Legitimate financial institutions do not request personal information from their customers by unsolicited email or telephone calls – they already have that information.

At no time will we ask you to reply to an email with account numbers, passwords, PINs, Identification Plus questions and answers, or other personal information, because unencrypted email is not secure. If the email provides the option of a response, you will be asked to contact us by phone or visit one of our secure websites. If you call in to TD Bank, we may ask you to provide personal information as a means of authenticating you.

If you suspect vishing, do not respond to the phone or email message. Do contact your financial institution or credit card company and tell them of your suspicions. TD Bank’s contact information can be found here.


Some fraudsters will send “phishing” text messages in an attempt to trick customers into providing their personal information. Being aware of the tactics used can help you stay safe.

"Smishing” is a combined word created from “Short Message Service” (i.e. a text message) and the word "phishing"). Text messages sent to your cell phone using SMS (Short Message Service) technology can be sent to ‘phish’ for your personal information in the same way that such information is sought through ‘vishing’ and ‘phishing’ expeditions.

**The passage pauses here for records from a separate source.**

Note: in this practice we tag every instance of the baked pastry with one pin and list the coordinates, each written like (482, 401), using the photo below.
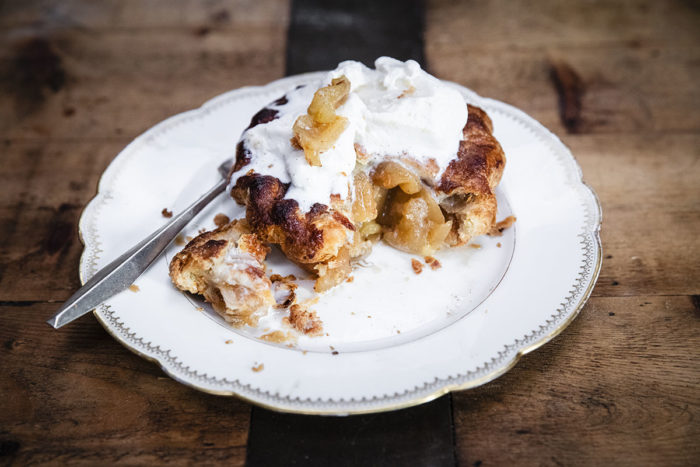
(226, 267)
(392, 153)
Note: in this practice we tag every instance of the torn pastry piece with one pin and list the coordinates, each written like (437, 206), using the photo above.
(365, 154)
(226, 267)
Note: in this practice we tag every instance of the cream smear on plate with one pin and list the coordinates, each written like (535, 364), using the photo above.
(396, 109)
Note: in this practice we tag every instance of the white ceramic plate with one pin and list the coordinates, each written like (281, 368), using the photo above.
(394, 338)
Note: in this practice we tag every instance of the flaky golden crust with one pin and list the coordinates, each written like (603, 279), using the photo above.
(235, 284)
(320, 238)
(480, 160)
(470, 180)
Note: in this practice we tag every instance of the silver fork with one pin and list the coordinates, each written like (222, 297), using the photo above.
(123, 271)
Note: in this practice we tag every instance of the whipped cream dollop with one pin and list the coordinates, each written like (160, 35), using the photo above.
(394, 110)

Watch out for the following indications that an SMS text message may be a Smishing attempt:

  • The message may include what looks like a legitimate website address and asks you to confirm (i.e. enter) several pieces of your personal financial information, such as your credit/debit card number, CVV code (on the back of your credit card), your ABM card number, your SIN, your email address, or other personal information.

If you suspect Smishing, do not respond to the text message. You should immediately contact the financial institution or credit card company and tell them of your suspicions. TD Bank’s contact information can be found here.

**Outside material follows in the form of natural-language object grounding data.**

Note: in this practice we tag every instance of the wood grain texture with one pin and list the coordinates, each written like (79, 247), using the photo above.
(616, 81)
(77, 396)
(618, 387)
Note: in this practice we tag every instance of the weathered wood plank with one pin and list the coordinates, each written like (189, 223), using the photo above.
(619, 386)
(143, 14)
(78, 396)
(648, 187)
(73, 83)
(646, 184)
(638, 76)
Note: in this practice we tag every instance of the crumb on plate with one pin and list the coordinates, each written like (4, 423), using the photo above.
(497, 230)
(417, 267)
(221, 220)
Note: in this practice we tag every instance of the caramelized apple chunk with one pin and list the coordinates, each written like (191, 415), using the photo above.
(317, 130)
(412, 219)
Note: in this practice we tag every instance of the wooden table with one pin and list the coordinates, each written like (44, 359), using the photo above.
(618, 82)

Please note that we will never send you a text message asking for your personal information. When you call the Bank on your own or in response to TD contacting you, we will ask you to provide personal information as a means to authenticate you.

CollapseInsurance fraud

There are three basic forms of insurance fraud. Learn what to watch out for.

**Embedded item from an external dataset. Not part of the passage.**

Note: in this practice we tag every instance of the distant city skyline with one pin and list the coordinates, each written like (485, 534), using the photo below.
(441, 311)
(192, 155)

You may receive a fraudulent telephone call from a false insurance broker, demanding immediate payment of your supposedly overdue premium in order to continue your policy.

The caller will typically claim to be from your insurance company and demand immediate payment of the full-term premium or an outstanding amount on your policy, by credit card. The caller threatens to cancel your policy if payment is not received.

In many cases, the caller will not know the name of your insurance company. This is a red flag that the call isn’t legitimate.

Please note:

  • TD Insurance will not contact you without identifying ourselves clearly and providing details of your insurance that you can validate.
  • Our internal fraud awareness team will investigate any cases involving our clients that may arise.
  • You must protect yourself by remaining aware of these types of actions and ensuring that you do not release information to a third party over the phone unless you have verified the identity of the party you are speaking with.

False brokers

If you receive a phone call from an individual claiming to be a TD Insurance agent or broker who asks you to pay a service fee for providing you with insurance or advice, do not comply.

TD Insurance does not request any form of service fee in procuring insurance.

In addition, these individuals are neither licensed nor insurance advice experts, and may unjustly and/or inappropriately represent the insurance provider.

If ever in doubt, please contact TD Insurance directly.

Misappropriation of premiums

When you take out personal or damage insurance as protection against risk, you are charged a premium by the insurer. However, there have been cases of persons purporting to be insurance representatives and misappropriating premiums for their own personal gain.

To protect yourself:

  • Deal only with reputable brokers.
  • Never provide payment or private information without verifying the broker’s identity.